Build demo warehouse context
Database ingest artifacts are written under raw-sources/warehouse/<syncId>/
in the project directory.
ktx ingest warehouse --project-dir "$PROJECT_DIR" --fast
ktx status --project-dir "$PROJECT_DIR"
For non-SQLite drivers, prefer credential references such as --url env:NAME
or --url file:PATH over literal credential URLs.
Managed Python runtime
KTX installs its Python runtime only when a Python-backed command needs it.
The runtime lives outside the npm cache, is versioned by the installed CLI
version, and is managed by ktx dev runtime commands.
KTX requires uv on PATH to create the managed runtime. Install uv with
your system package manager or the official installer before running Python-
backed KTX commands. KTX doesn't download uv automatically; run
ktx dev runtime status if runtime installation fails:
ktx dev runtime install --yes
ktx dev runtime status
ktx dev runtime start
ktx dev runtime stop
The release artifact manifest contains the public npm tarball and the bundled kaelio-ktx
runtime wheel. The python/ktx-sl and python/ktx-daemon directories remain
source packages for development, not public release artifacts.
Use KTX with agents
KTX integrates with coding agents through CLI skills. The setup wizard configures this automatically.

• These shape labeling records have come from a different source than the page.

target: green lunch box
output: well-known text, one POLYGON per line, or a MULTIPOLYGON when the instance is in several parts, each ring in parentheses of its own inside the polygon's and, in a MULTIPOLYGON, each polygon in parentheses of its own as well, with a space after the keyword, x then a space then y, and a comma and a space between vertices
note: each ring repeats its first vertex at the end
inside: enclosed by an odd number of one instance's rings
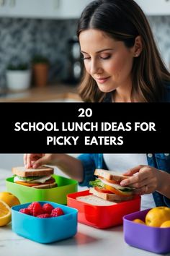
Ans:
POLYGON ((77 192, 78 182, 61 176, 53 175, 58 187, 50 189, 35 189, 14 182, 14 176, 6 179, 6 187, 9 192, 14 195, 20 203, 34 201, 51 201, 62 205, 67 203, 67 195, 77 192))

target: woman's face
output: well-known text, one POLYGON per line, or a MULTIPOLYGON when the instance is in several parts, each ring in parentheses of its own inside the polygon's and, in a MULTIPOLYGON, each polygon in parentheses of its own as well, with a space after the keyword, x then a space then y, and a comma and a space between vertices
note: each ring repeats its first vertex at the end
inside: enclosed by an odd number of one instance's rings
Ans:
POLYGON ((104 32, 89 29, 79 35, 86 72, 104 93, 132 86, 133 48, 109 38, 104 32))

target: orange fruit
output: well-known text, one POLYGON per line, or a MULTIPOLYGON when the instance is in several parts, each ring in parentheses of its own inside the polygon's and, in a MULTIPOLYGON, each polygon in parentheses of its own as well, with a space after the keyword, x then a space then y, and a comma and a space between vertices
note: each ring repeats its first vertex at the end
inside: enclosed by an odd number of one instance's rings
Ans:
POLYGON ((146 216, 146 223, 150 226, 160 227, 166 221, 170 221, 170 208, 166 206, 156 207, 146 216))
POLYGON ((5 202, 9 207, 20 205, 19 199, 14 195, 6 191, 0 192, 0 200, 5 202))
POLYGON ((170 221, 163 222, 160 228, 170 228, 170 221))
POLYGON ((4 201, 0 200, 0 226, 7 225, 12 221, 10 207, 4 201))
POLYGON ((140 223, 140 224, 144 224, 146 225, 145 222, 140 220, 140 218, 135 218, 135 220, 133 221, 133 222, 135 222, 136 223, 140 223))

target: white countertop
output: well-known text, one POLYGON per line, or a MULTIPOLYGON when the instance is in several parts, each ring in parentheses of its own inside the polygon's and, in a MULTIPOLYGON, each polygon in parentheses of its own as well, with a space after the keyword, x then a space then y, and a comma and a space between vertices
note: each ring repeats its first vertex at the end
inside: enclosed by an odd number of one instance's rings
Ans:
MULTIPOLYGON (((61 175, 61 174, 56 174, 61 175)), ((0 168, 0 192, 6 191, 5 179, 11 176, 10 170, 0 168)), ((12 231, 12 225, 9 223, 4 227, 0 227, 0 256, 9 255, 153 256, 158 255, 128 245, 123 239, 122 226, 102 230, 79 223, 78 232, 75 236, 55 243, 43 244, 19 236, 12 231)))

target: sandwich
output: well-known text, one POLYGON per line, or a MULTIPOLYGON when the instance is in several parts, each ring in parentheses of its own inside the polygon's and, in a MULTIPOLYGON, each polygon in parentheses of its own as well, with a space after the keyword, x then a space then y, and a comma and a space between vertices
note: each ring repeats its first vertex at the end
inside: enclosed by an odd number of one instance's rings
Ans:
POLYGON ((35 189, 48 189, 57 187, 55 179, 52 176, 53 168, 41 166, 36 169, 25 168, 23 166, 12 168, 14 182, 20 185, 35 189))
POLYGON ((122 187, 120 183, 128 176, 123 176, 116 171, 96 169, 94 175, 98 177, 90 182, 90 193, 112 202, 121 202, 132 200, 134 196, 134 188, 122 187))

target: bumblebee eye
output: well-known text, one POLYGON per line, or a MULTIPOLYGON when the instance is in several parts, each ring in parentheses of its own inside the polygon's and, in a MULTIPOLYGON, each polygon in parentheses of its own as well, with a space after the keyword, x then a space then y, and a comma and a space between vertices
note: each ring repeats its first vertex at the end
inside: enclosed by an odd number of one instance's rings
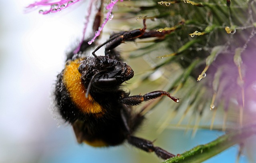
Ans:
POLYGON ((82 64, 80 65, 79 65, 79 67, 78 67, 78 72, 80 74, 82 74, 83 73, 83 70, 86 67, 86 65, 85 64, 82 64))

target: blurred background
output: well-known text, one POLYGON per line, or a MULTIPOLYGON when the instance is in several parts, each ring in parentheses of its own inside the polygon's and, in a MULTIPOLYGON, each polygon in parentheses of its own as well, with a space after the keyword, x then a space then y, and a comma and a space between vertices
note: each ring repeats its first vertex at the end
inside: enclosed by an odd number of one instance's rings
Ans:
MULTIPOLYGON (((55 14, 42 15, 36 10, 25 14, 33 2, 6 0, 0 6, 0 163, 161 162, 126 144, 102 148, 79 145, 71 126, 54 119, 52 90, 66 50, 81 36, 87 6, 82 2, 55 14)), ((202 129, 192 137, 183 130, 167 129, 158 134, 154 113, 160 109, 148 115, 136 135, 156 139, 156 145, 174 154, 223 134, 202 129)), ((234 163, 238 149, 205 162, 234 163)), ((240 162, 248 161, 242 157, 240 162)))

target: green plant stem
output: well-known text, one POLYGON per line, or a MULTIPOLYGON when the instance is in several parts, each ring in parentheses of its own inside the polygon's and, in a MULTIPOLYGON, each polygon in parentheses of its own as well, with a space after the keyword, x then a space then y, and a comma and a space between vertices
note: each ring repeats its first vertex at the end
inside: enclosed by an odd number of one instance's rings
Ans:
POLYGON ((256 124, 232 131, 203 145, 196 147, 164 163, 201 163, 256 133, 256 124))

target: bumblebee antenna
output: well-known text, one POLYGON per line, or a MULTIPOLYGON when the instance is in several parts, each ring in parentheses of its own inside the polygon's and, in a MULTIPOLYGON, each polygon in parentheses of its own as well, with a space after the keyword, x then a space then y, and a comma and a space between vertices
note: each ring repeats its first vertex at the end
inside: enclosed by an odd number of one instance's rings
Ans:
MULTIPOLYGON (((97 56, 96 57, 97 58, 97 56)), ((87 87, 87 89, 86 90, 86 92, 85 93, 85 97, 87 98, 88 98, 88 96, 89 95, 89 92, 90 92, 90 90, 91 89, 91 87, 92 87, 92 82, 93 82, 93 80, 95 78, 95 76, 99 74, 101 72, 104 72, 105 71, 105 70, 100 71, 97 73, 96 73, 95 74, 92 76, 92 79, 90 81, 90 83, 89 83, 89 85, 88 85, 88 87, 87 87)))
POLYGON ((95 50, 93 52, 92 52, 92 55, 93 56, 94 56, 95 58, 98 58, 98 56, 96 55, 96 54, 95 54, 95 52, 97 52, 98 51, 98 50, 100 49, 100 48, 102 47, 104 45, 105 45, 106 44, 108 44, 108 43, 110 42, 110 41, 111 41, 112 40, 114 40, 116 38, 119 37, 120 35, 121 35, 120 34, 116 35, 116 36, 114 36, 114 37, 112 37, 112 38, 110 38, 110 39, 108 40, 107 41, 106 41, 105 42, 104 42, 104 43, 103 43, 101 45, 99 45, 98 47, 97 47, 96 48, 96 49, 95 49, 95 50))

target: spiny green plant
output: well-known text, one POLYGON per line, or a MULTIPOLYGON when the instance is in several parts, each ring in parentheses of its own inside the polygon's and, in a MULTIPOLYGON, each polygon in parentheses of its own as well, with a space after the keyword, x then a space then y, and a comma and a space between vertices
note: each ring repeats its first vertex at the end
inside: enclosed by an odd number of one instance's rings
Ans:
MULTIPOLYGON (((138 88, 140 85, 138 83, 160 72, 169 80, 163 87, 182 99, 180 105, 173 106, 160 121, 158 131, 168 127, 180 112, 182 115, 175 125, 192 125, 194 135, 198 127, 203 127, 201 121, 205 114, 212 115, 208 123, 210 129, 225 131, 255 123, 256 4, 254 0, 130 0, 118 4, 114 22, 109 25, 111 29, 114 26, 119 27, 119 30, 136 28, 139 27, 136 21, 146 18, 149 20, 147 22, 149 29, 160 32, 172 31, 164 39, 144 41, 143 45, 138 46, 137 50, 126 53, 130 60, 142 56, 151 66, 137 77, 132 89, 138 88), (164 75, 168 70, 170 76, 164 75), (214 120, 216 116, 218 121, 214 120)), ((159 102, 146 106, 152 107, 159 102)), ((255 131, 250 132, 255 133, 255 131)), ((239 140, 234 141, 228 147, 242 142, 249 135, 242 138, 236 135, 239 140)), ((222 143, 227 141, 221 137, 216 141, 220 140, 222 143)), ((216 147, 215 142, 210 143, 212 147, 216 147)), ((212 156, 210 149, 203 149, 206 147, 211 149, 206 145, 198 146, 200 152, 198 155, 194 149, 188 152, 193 155, 190 157, 194 159, 193 161, 206 159, 197 157, 203 157, 203 151, 209 154, 208 158, 212 156)), ((219 148, 222 149, 215 151, 215 154, 227 147, 226 147, 219 148)), ((192 161, 184 155, 166 162, 192 161)))

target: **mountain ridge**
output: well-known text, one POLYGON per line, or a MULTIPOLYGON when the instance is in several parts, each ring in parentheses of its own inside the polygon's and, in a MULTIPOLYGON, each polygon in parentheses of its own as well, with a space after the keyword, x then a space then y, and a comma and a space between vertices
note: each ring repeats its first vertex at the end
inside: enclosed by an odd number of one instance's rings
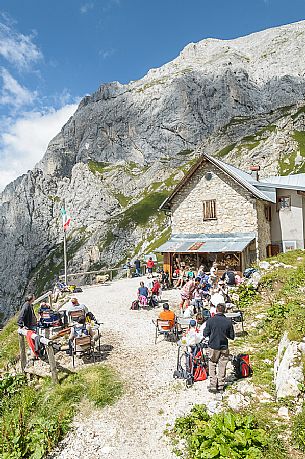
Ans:
POLYGON ((5 316, 62 269, 63 200, 69 269, 118 267, 168 234, 158 203, 202 151, 241 168, 259 162, 262 176, 303 171, 305 21, 216 41, 84 97, 41 161, 0 194, 5 316))

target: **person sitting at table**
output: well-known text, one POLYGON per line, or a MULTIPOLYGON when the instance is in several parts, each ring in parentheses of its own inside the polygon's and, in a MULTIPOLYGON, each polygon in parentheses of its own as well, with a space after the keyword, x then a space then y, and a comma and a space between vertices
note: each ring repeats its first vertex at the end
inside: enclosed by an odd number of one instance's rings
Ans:
MULTIPOLYGON (((73 341, 75 338, 82 338, 84 336, 91 336, 93 341, 98 340, 98 332, 94 331, 93 328, 89 323, 85 322, 84 317, 79 317, 72 325, 71 330, 70 330, 70 336, 69 336, 69 355, 72 355, 72 349, 73 349, 73 341)), ((77 351, 85 351, 88 349, 90 345, 82 345, 82 346, 77 346, 76 350, 77 351)))
POLYGON ((169 326, 165 325, 162 326, 163 330, 170 330, 175 324, 175 313, 169 309, 169 304, 163 304, 163 311, 160 312, 158 319, 160 320, 168 320, 169 326))
POLYGON ((181 267, 181 269, 179 270, 179 277, 178 277, 178 281, 177 281, 177 283, 175 285, 175 288, 183 287, 184 276, 185 276, 185 270, 184 270, 184 268, 181 267))
POLYGON ((200 279, 196 277, 196 279, 190 279, 187 281, 183 289, 181 290, 181 302, 180 302, 180 309, 183 310, 187 308, 190 304, 191 299, 193 298, 193 293, 195 289, 199 286, 200 279))

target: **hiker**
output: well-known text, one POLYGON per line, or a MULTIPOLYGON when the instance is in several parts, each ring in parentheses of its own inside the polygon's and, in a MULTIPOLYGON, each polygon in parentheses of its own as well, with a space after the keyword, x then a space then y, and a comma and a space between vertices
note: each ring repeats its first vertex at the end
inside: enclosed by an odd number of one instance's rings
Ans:
POLYGON ((178 281, 175 285, 175 288, 182 288, 184 284, 184 276, 185 276, 185 270, 184 268, 179 269, 179 275, 178 275, 178 281))
POLYGON ((152 271, 153 271, 153 268, 155 266, 155 263, 152 259, 152 257, 149 257, 147 263, 146 263, 146 271, 148 273, 148 276, 147 277, 152 277, 152 271))
POLYGON ((233 285, 235 285, 235 273, 229 266, 226 266, 226 270, 221 276, 221 280, 225 281, 226 285, 229 287, 233 287, 233 285))
POLYGON ((73 311, 83 311, 84 317, 88 313, 88 308, 83 303, 81 304, 76 297, 71 298, 71 302, 68 303, 67 307, 64 307, 64 312, 69 316, 73 311))
MULTIPOLYGON (((84 317, 79 317, 76 322, 73 324, 71 327, 70 331, 70 336, 69 336, 69 351, 67 351, 67 354, 72 355, 72 349, 73 349, 73 341, 75 338, 82 338, 83 336, 88 336, 90 335, 93 341, 98 340, 98 333, 94 332, 91 325, 89 323, 86 323, 84 317)), ((89 345, 87 345, 87 348, 89 345)), ((76 349, 77 351, 79 350, 86 350, 86 346, 81 346, 80 349, 76 349)))
POLYGON ((138 300, 142 306, 146 306, 148 303, 148 288, 144 286, 144 282, 140 282, 140 287, 138 288, 138 300))
POLYGON ((199 333, 199 329, 197 328, 197 322, 195 319, 190 320, 189 329, 185 334, 185 338, 187 346, 190 346, 192 348, 189 351, 192 351, 193 347, 202 341, 202 334, 199 333))
POLYGON ((187 281, 183 289, 181 290, 181 302, 180 302, 180 309, 187 308, 190 304, 191 299, 193 298, 194 290, 199 286, 200 279, 196 277, 196 279, 190 279, 187 281))
POLYGON ((35 301, 35 295, 32 293, 25 298, 25 303, 23 304, 17 324, 21 328, 27 328, 29 330, 36 330, 37 327, 37 317, 34 312, 33 302, 35 301))
POLYGON ((169 284, 169 272, 168 271, 163 271, 161 272, 161 278, 160 278, 160 282, 161 282, 161 287, 162 289, 168 289, 170 284, 169 284))
POLYGON ((131 263, 130 263, 130 258, 127 258, 127 263, 126 263, 126 277, 130 278, 131 277, 131 263))
POLYGON ((136 274, 138 276, 141 276, 141 262, 138 258, 136 258, 135 262, 134 262, 134 265, 135 265, 135 268, 136 268, 136 274))
POLYGON ((170 330, 175 324, 175 314, 173 311, 169 309, 169 304, 163 304, 163 311, 160 312, 158 319, 160 320, 168 320, 170 326, 162 327, 164 330, 170 330))
POLYGON ((223 393, 226 367, 229 361, 228 339, 234 339, 234 328, 224 315, 225 305, 216 306, 216 314, 207 320, 203 336, 209 338, 209 392, 223 393))

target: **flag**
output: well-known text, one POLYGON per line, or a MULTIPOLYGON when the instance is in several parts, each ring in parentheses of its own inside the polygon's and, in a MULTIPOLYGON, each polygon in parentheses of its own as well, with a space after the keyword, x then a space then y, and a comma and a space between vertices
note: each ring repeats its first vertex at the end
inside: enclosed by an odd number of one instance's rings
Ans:
POLYGON ((63 207, 61 208, 61 215, 62 215, 62 224, 64 227, 64 231, 67 231, 71 223, 71 217, 70 215, 67 214, 67 211, 63 207))

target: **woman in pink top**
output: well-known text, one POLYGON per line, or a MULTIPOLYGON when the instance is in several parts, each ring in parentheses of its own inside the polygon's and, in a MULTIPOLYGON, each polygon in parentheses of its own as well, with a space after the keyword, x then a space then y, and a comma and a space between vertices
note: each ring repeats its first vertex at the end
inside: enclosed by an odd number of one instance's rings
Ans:
POLYGON ((190 279, 187 281, 183 289, 181 290, 181 302, 180 302, 180 309, 188 308, 191 299, 193 298, 193 293, 195 289, 199 286, 200 279, 196 277, 196 279, 190 279))

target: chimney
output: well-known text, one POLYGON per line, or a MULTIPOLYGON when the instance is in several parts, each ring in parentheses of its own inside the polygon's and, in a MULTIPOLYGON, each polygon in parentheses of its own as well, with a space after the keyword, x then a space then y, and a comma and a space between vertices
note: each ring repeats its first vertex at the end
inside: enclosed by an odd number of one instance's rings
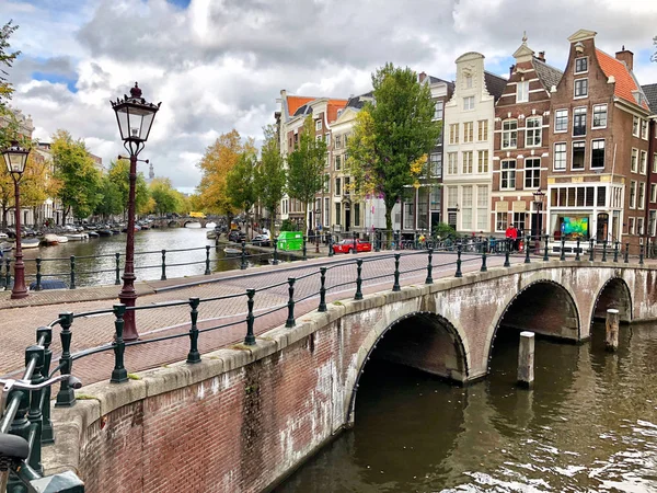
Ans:
POLYGON ((634 69, 634 54, 625 49, 625 45, 620 51, 616 51, 616 60, 624 61, 630 70, 634 69))

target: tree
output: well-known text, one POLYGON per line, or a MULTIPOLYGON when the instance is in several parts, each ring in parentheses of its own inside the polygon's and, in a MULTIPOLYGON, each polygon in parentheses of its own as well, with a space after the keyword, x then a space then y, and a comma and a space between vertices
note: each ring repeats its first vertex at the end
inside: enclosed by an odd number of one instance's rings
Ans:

CLI skills - the agent calls ktx commands directly through a skill file
installed in your agent's config (e.g., .claude/skills/ktx/SKILL.md):
ktx sl query --measure orders.revenue --dimension orders.status --format sql
ktx wiki search "revenue definition"
ktx sl validate orders
Supported agents: Claude Code, Codex, Cursor, OpenCode, and any agent that
reads .agents/ skills.
Workspace packages
| Package | Purpose |
|---|---|
packages/cli |
CLI entry point |
packages/context |
Core context engine |
packages/llm |
LLM and embedding providers |
packages/connector-bigquery |
BigQuery scan connector |
packages/connector-clickhouse |
ClickHouse scan connector |
packages/connector-mysql |
MySQL scan connector |
packages/connector-postgres |
Postgres scan connector |
packages/connector-snowflake |
Snowflake scan connector |
packages/connector-sqlite |
SQLite scan connector |
packages/connector-sqlserver |
SQL Server scan connector |
python/ktx-sl |
Semantic-layer query planning |
python/ktx-daemon |
Portable compute service |
Development
git clone https://github.com/kaelio/ktx.git
cd ktx
pnpm install
uv sync --all-groups
pnpm run build
pnpm run check
Use the development CLI for local testing:
pnpm run setup:dev
pnpm run link:dev
ktx-dev --help
Debug LLM traces
KTX can capture local AI SDK DevTools traces for LLM calls that run through the KTX provider. Enable it with an environment flag when running an LLM-backed command:
KTX_AI_DEVTOOLS_ENABLED=true ktx ingest warehouse --project-dir "$PROJECT_DIR" --deep
Traces are written to .devtools/generations.json under the current working
directory. To inspect them, run:
pnpm dlx @ai-sdk/devtools
Then open http://localhost:4983. These traces are local-development-only and
store prompts, model outputs, tool arguments/results, and raw provider payloads
in plain text. Do not enable this in production or for sensitive runs.
The repository uses pnpm for TypeScript packages and uv for Python
packages. See Contributing
for full development setup, testing, and PR guidelines.
License
KTX is licensed under the Apache License, Version 2.0. See LICENSE.